I want to upgrade to a better computer so I thought I would ask people who have done it in the past. I have postponed this for a while because chances are I will screw everything up and regret the whole thing 

Here are my questions:

a. I use Cubase (on a Windows laptop) but I am considering a MacBook (M1 for the curious). Pretty sure I won't lose my license right? Need another dongle?

b. I have collected a few VST plugins over the years. Will I lose them?

c. If the answer is YES for b. Is there anything I can do during installation of a VST to make sure I can bring it with me during an upgrade?

d. Do you have other tips for making the process of migrating to a new workstation less painful? 

Thank you


----------



## Alex Sopala (Sep 29, 2021)

a. No, the dongle has the license. Just redownload Cubase on the new computer.
b. Not if you have all the licenses and go through the process of doing transfers if needed (depends on the plugin manufacturer and whatever their system is; NI and anything on an iLok should be fine)
c. Make sure you deactivate any that need to be deactivated first (if they're on a dongle it's no problem)
d. I would document all the VSTs and VIs you have and make sure you have access to the installers and license files. If they're set to the computer itself, deactivate them on the computer first before reactivating on the new computer. For Waves plugins, put all of them on the Waves Cloud or a flash drive, for example. That will make it the most painless. Also good idea to know what VSTs or VIs you potentially forgot about so you don't leave them behind.

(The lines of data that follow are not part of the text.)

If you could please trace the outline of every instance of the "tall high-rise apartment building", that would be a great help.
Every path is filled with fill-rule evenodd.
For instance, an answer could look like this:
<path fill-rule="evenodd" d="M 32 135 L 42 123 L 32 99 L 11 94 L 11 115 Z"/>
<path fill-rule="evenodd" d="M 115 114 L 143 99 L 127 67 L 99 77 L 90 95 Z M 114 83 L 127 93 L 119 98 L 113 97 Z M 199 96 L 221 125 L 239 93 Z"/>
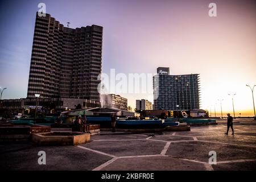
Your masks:
<path fill-rule="evenodd" d="M 154 109 L 190 110 L 200 107 L 199 74 L 170 75 L 159 67 L 153 77 Z"/>
<path fill-rule="evenodd" d="M 100 101 L 103 27 L 71 28 L 36 14 L 27 97 Z"/>

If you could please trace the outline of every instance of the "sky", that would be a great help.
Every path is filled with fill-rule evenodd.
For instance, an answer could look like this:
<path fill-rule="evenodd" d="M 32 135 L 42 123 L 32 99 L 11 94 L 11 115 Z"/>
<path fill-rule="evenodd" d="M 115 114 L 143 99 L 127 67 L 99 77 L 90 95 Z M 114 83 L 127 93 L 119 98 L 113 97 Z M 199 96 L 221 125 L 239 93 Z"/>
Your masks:
<path fill-rule="evenodd" d="M 0 87 L 7 88 L 2 98 L 26 97 L 41 2 L 64 26 L 104 27 L 102 73 L 155 74 L 166 67 L 171 75 L 200 73 L 201 109 L 213 115 L 215 106 L 220 115 L 223 99 L 223 113 L 233 114 L 228 93 L 236 93 L 236 114 L 254 115 L 246 84 L 256 85 L 256 2 L 247 0 L 1 1 Z M 208 15 L 210 2 L 216 17 Z M 133 108 L 136 99 L 152 102 L 150 93 L 121 95 Z"/>

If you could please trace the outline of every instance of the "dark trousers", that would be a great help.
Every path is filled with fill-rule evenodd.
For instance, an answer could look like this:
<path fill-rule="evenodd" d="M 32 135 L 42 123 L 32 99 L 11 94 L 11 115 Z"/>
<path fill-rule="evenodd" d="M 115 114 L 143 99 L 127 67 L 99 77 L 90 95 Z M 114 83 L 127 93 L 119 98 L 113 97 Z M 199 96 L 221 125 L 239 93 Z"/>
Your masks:
<path fill-rule="evenodd" d="M 228 123 L 228 129 L 226 130 L 226 133 L 229 133 L 229 127 L 231 127 L 231 129 L 232 130 L 232 133 L 234 133 L 234 129 L 233 129 L 233 122 Z"/>

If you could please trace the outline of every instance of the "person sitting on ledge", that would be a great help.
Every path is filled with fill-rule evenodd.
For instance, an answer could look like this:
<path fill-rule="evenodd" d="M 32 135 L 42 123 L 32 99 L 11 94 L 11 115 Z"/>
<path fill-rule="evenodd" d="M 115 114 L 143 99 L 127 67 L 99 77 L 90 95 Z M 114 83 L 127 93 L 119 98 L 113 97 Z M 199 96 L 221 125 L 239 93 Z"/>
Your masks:
<path fill-rule="evenodd" d="M 61 118 L 60 118 L 60 115 L 59 115 L 56 121 L 55 122 L 55 124 L 61 125 L 63 123 Z"/>

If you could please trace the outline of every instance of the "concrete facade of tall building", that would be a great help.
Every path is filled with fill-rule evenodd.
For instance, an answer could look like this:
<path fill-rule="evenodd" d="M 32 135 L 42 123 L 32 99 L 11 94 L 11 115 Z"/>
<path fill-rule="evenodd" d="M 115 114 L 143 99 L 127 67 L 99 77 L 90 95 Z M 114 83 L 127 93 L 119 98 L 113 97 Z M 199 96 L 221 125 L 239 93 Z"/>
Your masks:
<path fill-rule="evenodd" d="M 137 110 L 151 110 L 152 103 L 144 99 L 137 100 L 136 100 L 136 109 Z"/>
<path fill-rule="evenodd" d="M 103 107 L 127 110 L 127 99 L 125 97 L 113 94 L 101 94 L 101 97 Z"/>
<path fill-rule="evenodd" d="M 75 29 L 36 14 L 27 97 L 100 101 L 103 27 Z"/>
<path fill-rule="evenodd" d="M 199 74 L 170 75 L 169 68 L 159 67 L 153 77 L 154 109 L 199 109 Z"/>

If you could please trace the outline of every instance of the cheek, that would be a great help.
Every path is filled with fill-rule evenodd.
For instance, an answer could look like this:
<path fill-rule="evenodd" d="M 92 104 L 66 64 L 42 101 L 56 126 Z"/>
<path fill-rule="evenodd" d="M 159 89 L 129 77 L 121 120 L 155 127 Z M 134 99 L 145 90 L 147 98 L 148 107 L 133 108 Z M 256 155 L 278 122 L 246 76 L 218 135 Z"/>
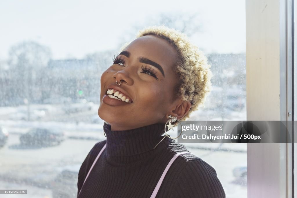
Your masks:
<path fill-rule="evenodd" d="M 147 86 L 146 88 L 141 89 L 138 93 L 144 109 L 163 111 L 165 107 L 166 94 L 163 89 Z"/>

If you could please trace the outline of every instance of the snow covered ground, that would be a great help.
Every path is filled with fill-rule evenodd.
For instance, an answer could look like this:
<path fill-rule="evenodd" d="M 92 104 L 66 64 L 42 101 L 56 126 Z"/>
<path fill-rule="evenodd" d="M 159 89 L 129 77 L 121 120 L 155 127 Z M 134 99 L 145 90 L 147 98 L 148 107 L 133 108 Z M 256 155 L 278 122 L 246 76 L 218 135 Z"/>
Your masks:
<path fill-rule="evenodd" d="M 26 107 L 0 107 L 0 126 L 6 128 L 10 133 L 7 143 L 0 148 L 0 159 L 5 159 L 0 161 L 0 189 L 28 190 L 26 195 L 11 195 L 9 197 L 52 197 L 50 184 L 61 169 L 81 164 L 96 142 L 106 138 L 103 133 L 103 121 L 94 121 L 92 118 L 97 113 L 97 105 L 90 110 L 70 114 L 66 113 L 60 107 L 59 105 L 32 105 L 32 110 L 44 110 L 45 117 L 39 120 L 27 121 L 10 119 Z M 200 110 L 194 112 L 189 120 L 246 120 L 244 111 Z M 27 149 L 20 147 L 20 135 L 35 127 L 59 129 L 65 132 L 67 138 L 61 145 L 55 147 Z M 247 197 L 246 178 L 236 178 L 233 173 L 235 169 L 247 166 L 246 144 L 185 145 L 215 169 L 227 197 Z M 2 197 L 7 197 L 0 195 L 0 198 Z"/>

And check the websites of the VSTs to see if there's anything special you need to do.


----------



## Victor N. (Sep 30, 2021)

Thanks for replying  This is definitely not going to be an easy, smooth process but at least I know how to get prepared.

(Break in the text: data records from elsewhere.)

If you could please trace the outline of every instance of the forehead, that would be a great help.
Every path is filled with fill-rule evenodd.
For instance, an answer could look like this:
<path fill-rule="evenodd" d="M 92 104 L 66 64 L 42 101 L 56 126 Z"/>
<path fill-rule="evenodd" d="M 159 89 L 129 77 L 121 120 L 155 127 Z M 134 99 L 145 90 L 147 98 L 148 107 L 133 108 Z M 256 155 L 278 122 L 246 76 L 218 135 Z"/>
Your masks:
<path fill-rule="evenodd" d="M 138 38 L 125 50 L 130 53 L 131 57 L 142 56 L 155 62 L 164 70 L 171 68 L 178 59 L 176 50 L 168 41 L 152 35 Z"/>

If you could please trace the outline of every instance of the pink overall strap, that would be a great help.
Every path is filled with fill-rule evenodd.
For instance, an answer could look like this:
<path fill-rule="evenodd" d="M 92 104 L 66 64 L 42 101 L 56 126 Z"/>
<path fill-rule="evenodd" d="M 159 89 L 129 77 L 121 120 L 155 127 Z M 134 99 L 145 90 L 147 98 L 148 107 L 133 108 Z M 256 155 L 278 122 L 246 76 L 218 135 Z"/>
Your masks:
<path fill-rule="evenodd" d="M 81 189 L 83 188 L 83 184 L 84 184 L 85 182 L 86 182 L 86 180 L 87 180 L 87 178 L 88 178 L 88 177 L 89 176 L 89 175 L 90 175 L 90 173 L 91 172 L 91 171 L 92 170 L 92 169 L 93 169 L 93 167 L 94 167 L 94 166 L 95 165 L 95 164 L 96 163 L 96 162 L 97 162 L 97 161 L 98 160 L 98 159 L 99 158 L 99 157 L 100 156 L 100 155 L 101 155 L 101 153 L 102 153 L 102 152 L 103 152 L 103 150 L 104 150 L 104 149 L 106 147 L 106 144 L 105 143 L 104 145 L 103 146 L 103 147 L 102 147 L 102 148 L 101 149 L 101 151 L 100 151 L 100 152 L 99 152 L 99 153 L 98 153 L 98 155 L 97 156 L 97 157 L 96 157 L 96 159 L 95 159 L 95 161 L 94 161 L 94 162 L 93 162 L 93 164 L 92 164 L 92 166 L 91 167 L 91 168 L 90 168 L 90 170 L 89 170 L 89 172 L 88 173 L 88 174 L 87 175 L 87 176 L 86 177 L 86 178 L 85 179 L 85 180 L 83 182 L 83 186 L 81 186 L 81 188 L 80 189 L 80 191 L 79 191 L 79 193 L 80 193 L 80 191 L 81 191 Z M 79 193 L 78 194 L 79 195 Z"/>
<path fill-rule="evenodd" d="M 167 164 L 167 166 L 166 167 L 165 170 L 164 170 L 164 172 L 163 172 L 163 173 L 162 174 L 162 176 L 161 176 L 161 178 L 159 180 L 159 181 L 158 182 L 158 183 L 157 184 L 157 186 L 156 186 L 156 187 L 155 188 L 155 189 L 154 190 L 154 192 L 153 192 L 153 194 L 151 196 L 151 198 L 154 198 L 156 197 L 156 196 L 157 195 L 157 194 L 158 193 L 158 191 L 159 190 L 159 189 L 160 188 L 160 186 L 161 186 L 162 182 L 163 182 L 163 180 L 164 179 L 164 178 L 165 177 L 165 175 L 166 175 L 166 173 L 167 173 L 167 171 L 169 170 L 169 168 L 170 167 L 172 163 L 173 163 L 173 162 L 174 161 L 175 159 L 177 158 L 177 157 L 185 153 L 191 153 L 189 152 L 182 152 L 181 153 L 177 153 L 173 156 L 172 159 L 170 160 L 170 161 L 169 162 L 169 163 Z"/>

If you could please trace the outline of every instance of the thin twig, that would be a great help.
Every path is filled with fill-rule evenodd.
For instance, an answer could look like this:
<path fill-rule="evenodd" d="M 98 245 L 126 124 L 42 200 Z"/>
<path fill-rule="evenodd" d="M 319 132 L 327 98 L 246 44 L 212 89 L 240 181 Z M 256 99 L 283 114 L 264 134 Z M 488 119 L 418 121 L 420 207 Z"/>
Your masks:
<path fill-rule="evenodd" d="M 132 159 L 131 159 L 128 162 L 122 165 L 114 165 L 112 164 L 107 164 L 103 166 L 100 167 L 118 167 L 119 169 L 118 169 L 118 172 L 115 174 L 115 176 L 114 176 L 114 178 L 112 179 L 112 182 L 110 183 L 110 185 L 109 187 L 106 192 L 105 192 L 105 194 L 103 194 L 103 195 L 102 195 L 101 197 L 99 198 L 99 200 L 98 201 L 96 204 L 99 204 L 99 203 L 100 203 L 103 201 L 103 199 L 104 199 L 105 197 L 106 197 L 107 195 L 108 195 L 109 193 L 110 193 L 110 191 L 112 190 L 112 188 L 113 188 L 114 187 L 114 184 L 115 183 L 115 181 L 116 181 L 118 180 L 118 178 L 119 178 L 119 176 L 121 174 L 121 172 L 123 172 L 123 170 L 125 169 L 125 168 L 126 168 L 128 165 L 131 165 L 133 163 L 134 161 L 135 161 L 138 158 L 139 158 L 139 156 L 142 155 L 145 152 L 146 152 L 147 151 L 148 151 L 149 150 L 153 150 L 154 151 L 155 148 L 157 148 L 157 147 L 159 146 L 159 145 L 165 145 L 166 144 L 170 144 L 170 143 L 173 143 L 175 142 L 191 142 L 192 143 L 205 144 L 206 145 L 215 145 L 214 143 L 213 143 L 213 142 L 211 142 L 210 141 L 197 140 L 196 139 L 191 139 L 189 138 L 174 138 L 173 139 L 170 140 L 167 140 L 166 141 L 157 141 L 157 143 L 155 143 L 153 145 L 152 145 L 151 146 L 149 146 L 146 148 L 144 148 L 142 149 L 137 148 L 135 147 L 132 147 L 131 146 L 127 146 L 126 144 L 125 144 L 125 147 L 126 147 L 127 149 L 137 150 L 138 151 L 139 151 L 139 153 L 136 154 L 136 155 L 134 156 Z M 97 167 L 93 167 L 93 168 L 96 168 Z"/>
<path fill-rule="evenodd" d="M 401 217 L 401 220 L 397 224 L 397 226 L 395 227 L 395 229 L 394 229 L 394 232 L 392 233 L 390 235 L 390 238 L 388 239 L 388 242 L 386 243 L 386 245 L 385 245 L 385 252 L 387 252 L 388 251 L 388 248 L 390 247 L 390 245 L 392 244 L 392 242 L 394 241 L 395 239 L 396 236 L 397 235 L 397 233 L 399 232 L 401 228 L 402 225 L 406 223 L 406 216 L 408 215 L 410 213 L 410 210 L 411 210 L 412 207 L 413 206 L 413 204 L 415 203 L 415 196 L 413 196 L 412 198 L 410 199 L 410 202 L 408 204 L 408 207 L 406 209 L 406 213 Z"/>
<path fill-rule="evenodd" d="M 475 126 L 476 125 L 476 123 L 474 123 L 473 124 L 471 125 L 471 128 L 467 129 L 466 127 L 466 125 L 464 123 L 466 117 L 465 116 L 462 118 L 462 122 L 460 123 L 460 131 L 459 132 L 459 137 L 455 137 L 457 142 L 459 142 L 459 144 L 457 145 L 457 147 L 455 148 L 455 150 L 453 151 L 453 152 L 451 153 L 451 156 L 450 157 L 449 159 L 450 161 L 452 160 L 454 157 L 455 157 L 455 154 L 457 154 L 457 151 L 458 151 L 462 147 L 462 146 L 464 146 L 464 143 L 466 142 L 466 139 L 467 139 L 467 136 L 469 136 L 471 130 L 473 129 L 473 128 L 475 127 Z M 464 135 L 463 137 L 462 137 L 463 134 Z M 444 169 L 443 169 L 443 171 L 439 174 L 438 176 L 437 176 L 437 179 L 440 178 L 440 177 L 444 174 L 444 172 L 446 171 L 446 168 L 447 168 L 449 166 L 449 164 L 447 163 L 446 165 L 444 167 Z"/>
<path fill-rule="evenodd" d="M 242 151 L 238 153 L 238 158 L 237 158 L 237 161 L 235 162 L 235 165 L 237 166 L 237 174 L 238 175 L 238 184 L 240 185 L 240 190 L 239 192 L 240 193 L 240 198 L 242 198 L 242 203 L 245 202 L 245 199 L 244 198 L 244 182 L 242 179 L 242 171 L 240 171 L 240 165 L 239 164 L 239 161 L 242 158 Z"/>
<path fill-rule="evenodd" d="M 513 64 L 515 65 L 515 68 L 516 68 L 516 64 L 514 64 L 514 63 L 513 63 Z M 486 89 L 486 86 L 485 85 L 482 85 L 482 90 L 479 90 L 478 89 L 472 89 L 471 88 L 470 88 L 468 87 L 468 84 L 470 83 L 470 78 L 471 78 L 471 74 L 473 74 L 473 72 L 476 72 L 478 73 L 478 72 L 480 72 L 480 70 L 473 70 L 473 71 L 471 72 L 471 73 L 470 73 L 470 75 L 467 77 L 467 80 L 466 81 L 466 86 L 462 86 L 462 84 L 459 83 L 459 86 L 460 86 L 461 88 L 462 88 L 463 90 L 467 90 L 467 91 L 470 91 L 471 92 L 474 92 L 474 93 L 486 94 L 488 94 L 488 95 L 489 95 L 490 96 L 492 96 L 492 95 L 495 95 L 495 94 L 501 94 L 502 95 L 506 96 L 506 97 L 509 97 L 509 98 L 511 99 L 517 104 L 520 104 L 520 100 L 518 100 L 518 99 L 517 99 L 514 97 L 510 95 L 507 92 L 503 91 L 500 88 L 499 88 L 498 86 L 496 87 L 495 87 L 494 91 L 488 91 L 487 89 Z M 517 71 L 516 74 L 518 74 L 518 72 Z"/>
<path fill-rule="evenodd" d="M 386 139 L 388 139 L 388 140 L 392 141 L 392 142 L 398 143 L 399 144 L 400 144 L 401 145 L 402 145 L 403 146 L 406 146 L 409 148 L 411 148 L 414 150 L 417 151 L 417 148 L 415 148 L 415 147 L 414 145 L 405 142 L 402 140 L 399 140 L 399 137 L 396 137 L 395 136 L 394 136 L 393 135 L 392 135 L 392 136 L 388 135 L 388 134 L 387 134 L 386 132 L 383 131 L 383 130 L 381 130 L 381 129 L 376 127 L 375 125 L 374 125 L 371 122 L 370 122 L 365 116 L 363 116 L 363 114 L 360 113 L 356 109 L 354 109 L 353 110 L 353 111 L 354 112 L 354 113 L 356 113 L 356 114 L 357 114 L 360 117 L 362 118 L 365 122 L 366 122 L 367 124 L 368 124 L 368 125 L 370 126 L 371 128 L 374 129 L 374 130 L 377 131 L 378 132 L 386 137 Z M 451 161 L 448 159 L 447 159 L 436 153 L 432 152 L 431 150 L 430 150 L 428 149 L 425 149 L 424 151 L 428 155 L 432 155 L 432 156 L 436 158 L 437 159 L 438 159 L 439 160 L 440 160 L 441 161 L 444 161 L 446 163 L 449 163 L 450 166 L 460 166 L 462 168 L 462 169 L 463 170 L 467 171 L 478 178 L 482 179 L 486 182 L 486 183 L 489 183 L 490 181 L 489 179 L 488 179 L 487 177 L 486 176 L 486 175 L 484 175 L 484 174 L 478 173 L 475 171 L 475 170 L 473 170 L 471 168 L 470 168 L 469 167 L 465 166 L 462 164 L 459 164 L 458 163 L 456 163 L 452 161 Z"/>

Needless to say, I would have to re-download everything once I get the new computer. Making a list is a good idea.


----------



## Alex Sopala (Sep 30, 2021)

Victor N. said:


> Thanks for replying  This is definitely not going to be an easy, smooth process but at least I know how to get prepared.
> 
> Needless to say, I would have to re-download everything once I get the new computer. Making a list is a good idea.


Going from PC to Mac you would because they use different file packages (.exe vs .pkg). Most large companies make it mostly painless (except for Waves, but it's painless if you follow their steps), but every company is different, and there's a bajillion of them that make plugins we use.


----------



## ShemS76 (Oct 16, 2021)

I switched recently from Mac to PC. I'm pretty far from having an ideal setup due to not having the $$$ to afford it but I decided I wanted more processing power and PC was the way to go with my budget. Also I'm really sick of Apple moving into the "We're going to get even more proprietary so you have to join the cult" feel I get from the company. There are tons of benefits to using Macs ngl, but I like more comparability across the spectrum. Windows got over their "you must use all our products or suffer" mindset a while back.

Just letting you know, I still find myself cursing my oversight in the lists of installs I had to make and set back up. I also upgraded my DAW from Ableton Live 10 to 11, just to make things more confusing. So be thorough and take the time you need to get it right the first time. There's very few programs out there that won't work with both OS so that shouldn't be a problem. If you do switch to Mac be ready to re-download a lot of your VSTs as Components (the Mac proprietary versions of VIs.)

Lastly, a One Piece fan! My wife and I LOVE OP. And since you were the original poster it says OP over the Straw hat flag which just made me laugh. Whatever you choose system wise I hope it works out great for you!


----------